Críticas AdoroCinema
2,5
Regular
Fakir

A arte da fome

por Bruno Carmelo

Talvez tenha restado pouco, no Brasil de 2019, da arte do faquirismo. O imaginário de homens e mulheres jejuando, dormindo sobre cama de pregos, cercados por serpentes ou perfurando o próprio corpo remete a um exotismo que se considera distante – oriental, para ser mais específico. Por esta razão, o trabalho investigativo efetuado por Helena Ignez nos remete ao desaparecimento de uma forma de arte, de uma profissão e de uma lembrança histórica. Afinal, como se descobre no filme, o Brasil já foi o líder mundial em recordes de jejum, quando as apresentações de artistas raquíticos dentro de suas caixas transparentes levavam à visita de milhares de pagantes.

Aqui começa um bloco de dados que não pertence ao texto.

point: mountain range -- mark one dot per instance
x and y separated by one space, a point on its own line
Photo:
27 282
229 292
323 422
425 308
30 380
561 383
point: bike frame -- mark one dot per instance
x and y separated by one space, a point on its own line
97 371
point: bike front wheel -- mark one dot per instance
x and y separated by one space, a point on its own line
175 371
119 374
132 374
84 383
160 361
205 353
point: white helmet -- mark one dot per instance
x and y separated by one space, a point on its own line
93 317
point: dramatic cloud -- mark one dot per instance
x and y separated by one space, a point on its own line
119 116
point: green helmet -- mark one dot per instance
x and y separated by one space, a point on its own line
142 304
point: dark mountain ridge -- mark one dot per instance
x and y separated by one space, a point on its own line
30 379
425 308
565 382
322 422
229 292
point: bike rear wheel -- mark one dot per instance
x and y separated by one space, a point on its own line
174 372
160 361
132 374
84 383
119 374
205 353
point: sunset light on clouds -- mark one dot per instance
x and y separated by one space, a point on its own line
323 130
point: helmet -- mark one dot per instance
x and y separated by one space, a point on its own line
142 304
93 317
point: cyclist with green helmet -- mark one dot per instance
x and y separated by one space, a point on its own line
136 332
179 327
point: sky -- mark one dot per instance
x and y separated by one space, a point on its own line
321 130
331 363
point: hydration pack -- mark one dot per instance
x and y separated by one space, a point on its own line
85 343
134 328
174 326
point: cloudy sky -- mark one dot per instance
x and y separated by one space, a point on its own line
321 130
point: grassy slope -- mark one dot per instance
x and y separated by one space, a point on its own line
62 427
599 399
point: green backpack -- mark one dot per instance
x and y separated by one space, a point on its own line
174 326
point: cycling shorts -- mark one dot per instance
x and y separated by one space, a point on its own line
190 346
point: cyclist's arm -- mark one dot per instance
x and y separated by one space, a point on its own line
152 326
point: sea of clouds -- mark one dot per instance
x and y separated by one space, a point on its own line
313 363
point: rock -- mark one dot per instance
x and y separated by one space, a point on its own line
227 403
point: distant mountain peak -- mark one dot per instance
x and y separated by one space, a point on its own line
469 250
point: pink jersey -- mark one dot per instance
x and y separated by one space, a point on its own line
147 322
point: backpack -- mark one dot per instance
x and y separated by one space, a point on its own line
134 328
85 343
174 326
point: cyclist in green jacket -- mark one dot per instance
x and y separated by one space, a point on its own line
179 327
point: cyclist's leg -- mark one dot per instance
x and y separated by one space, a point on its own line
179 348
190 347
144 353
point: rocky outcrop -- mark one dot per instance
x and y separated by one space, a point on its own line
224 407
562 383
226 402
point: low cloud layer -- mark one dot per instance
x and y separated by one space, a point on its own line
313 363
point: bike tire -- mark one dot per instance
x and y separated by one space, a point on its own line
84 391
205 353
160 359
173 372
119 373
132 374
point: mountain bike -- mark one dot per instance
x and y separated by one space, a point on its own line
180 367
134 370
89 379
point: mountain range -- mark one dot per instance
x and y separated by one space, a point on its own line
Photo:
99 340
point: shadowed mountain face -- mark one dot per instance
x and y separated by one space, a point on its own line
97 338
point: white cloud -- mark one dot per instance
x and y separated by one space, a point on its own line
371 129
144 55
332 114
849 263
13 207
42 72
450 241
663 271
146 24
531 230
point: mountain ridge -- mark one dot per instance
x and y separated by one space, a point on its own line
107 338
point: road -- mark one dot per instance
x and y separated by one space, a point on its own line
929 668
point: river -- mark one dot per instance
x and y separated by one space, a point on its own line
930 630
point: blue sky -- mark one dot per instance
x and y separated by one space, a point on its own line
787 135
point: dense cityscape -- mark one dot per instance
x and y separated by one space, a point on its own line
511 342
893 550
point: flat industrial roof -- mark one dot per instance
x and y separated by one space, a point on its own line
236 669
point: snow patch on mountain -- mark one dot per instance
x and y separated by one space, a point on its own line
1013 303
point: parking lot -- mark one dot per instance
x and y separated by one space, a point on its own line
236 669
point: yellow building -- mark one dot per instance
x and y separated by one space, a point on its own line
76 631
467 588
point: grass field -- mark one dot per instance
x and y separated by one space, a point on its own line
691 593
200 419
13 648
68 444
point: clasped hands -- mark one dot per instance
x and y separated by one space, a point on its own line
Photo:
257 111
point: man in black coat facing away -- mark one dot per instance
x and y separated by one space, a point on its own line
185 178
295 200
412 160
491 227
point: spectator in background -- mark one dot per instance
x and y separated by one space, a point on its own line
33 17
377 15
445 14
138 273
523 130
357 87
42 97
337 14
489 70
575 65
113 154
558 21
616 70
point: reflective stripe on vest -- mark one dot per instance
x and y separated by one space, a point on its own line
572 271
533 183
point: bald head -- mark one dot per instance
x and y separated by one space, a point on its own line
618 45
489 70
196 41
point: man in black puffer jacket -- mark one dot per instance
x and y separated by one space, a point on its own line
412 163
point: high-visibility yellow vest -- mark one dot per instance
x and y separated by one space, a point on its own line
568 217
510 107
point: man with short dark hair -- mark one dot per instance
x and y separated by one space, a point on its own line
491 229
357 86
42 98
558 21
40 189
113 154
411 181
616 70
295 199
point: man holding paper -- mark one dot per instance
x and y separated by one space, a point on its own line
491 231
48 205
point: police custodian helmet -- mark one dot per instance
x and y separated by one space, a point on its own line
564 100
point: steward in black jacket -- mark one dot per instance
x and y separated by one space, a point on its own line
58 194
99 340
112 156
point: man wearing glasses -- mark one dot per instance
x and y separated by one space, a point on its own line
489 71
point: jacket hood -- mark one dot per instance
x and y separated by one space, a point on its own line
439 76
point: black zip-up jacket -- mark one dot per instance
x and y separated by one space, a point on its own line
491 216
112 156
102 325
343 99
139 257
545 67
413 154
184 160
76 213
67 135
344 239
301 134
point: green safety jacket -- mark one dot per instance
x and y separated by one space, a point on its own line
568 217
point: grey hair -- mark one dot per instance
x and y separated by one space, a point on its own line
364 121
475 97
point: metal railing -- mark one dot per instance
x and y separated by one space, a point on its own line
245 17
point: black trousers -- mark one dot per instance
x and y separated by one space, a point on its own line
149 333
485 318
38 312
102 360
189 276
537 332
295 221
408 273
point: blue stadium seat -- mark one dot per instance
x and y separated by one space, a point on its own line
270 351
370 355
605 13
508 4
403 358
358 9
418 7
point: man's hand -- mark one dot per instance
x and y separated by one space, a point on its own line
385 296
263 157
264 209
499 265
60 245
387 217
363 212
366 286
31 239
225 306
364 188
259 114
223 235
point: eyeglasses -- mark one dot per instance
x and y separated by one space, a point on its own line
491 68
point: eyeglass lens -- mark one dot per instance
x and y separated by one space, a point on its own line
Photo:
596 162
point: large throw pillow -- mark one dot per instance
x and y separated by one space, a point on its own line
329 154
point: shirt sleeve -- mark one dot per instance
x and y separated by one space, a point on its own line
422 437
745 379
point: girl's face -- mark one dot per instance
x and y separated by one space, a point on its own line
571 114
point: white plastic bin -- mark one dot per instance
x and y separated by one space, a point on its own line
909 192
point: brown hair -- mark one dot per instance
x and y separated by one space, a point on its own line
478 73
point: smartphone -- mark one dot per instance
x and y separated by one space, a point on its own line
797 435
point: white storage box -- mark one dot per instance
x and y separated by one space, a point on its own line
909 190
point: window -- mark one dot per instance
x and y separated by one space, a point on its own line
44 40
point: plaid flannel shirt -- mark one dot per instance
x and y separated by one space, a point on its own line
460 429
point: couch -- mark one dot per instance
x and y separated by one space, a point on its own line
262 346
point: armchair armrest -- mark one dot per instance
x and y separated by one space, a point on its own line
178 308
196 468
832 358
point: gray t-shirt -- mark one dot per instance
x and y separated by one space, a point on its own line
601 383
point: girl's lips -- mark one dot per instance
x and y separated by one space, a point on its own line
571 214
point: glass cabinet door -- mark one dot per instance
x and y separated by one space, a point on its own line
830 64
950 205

Fakir também toca em questões sociais que ultrapassam esta atividade específica. O filme acena a uma forma de jornalismo sensacionalista que se transformou muito ao longo das décadas, para o qual as mulheres eram vistas sobretudo por seus atributos físicos (os artigos da época ressaltam a cor dos cabelos, a “formosura” das faquiresas, a paixão dos fãs masculinos). Ele também demonstra o prazer humano em controlar o próprio corpo, em impor a autoridade do espírito à matéria, superando a dor e a fome em busca de certa forma de sublimação. Diante destas pessoas presas, permanecendo mais de cem dias enclausuradas à base de água salgada, a nossa própria fragilidade humana é sublinhada. Ignez faz questão de associar esta prática ao nudismo, ao erotismo feminino e a outras formas de autonomia do indivíduo sobre seu corpo.

No entanto, é uma pena que estes questionamentos fiquem à margem do documentário, muito mais preocupado em citar os principais faquires e faquiresas da nossa história. O projeto privilegia a lista de nomes de artistas, junto dos recordes de jejum pessoais e de um ou outro dado familiar (um deles matou a esposa, outra cometeu suicídio). Fakir torna-se descritivo ao invés de propriamente reflexivo. O que leva uma pessoa a enfrentar a dor? O que passa na cabeça durante todo este tempo de clausura? Como era a vida afetiva, familiar e econômica destes artistas durante o auge do faquirismo? Como houve o declínio da profissão? De que modo a arte da fome, voluntária e controlada, dialoga com a penúria involuntária de artistas contemporâneos? Houve alguma contestação quanto ao fetichismo do corpo feminino nestas condições?

O projeto não fornece resposta a estas nem a outras questões fundamentais ao tema. Mesmo assim, Ignez dispunha de ampla pesquisa, e da presença de muitos destes artistas, hoje idosos, dispostos a reencenar apresentações às câmeras. Ora, a preciosidade destes momentos metalinguísticos é desperdiçada: as cenas dentro do bar se resumem a flashes rápidos, incapazes de discutir o corpo hoje envelhecido (ou seja, a passagem do tempo), em captação fraca de imagem e som (parte dos trechos inseridos no corte final parece provir do making of). Na maioria destas cenas, a câmera ainda busca seus movimentos e o alvo exato dos enquadramentos enquanto filma, mesmo dentro de um ambiente controlado, sobre os trilhos dispostos no chão para a passagem da câmera. Para um filme sobre a arte do controle, as escolhas estéticas soam dispersas, como se refletidas no instante da captação.

O projeto transmite a impressão de uma estrutura encontrada somente na edição, em conjuntura com aspectos técnicos um tanto deficientes. Compreende-se que a marginalidade do faquirismo se alie a uma estética igualmente despojada, porém a captação e edição de som vacila bastante (o som abafado da cena de abertura, o vento forte de algumas externas atrapalhando a compreensão, a repetitiva trilha sonora de jazz). A narração ora adota um tom pedagógico, ora permite o estilo coloquial; ora investe na voz da diretora, ora prefere a fala menos articulada de um narrador masculino. Qual é o debate proposto para além da curiosidade destes profissionais, do exotismo de suas profissões? Qual é a conexão com o tempo presente?

Sem conseguir inscrever o faquirismo num contexto social mais amplo, o resultado é uma obra de constatação, repleta de ideias com forte potencial aqui e acolá, porém deixadas em segundo plano pela estrutura expositiva. A conclusão final, pela voz de Helena Ignez, tampouco ajuda a costurar a narrativa: “Tudo isso, vejo como uma trama do cosmos para a gente ser feliz”. A intenção, como se percebe, é nobre, porém ampla demais para um tema tão específico, e moral demais para uma questão de ordem artística, histórica e social. Os faquires não podem se limitar a nomes, fatos marcantes e números de jejum. O faquirismo precisaria ser não um ponto final, e sim um ponto de partida.

Filme visto no 14º Festival Latino-Americano de Cinema de São Paulo, em julho de 2019.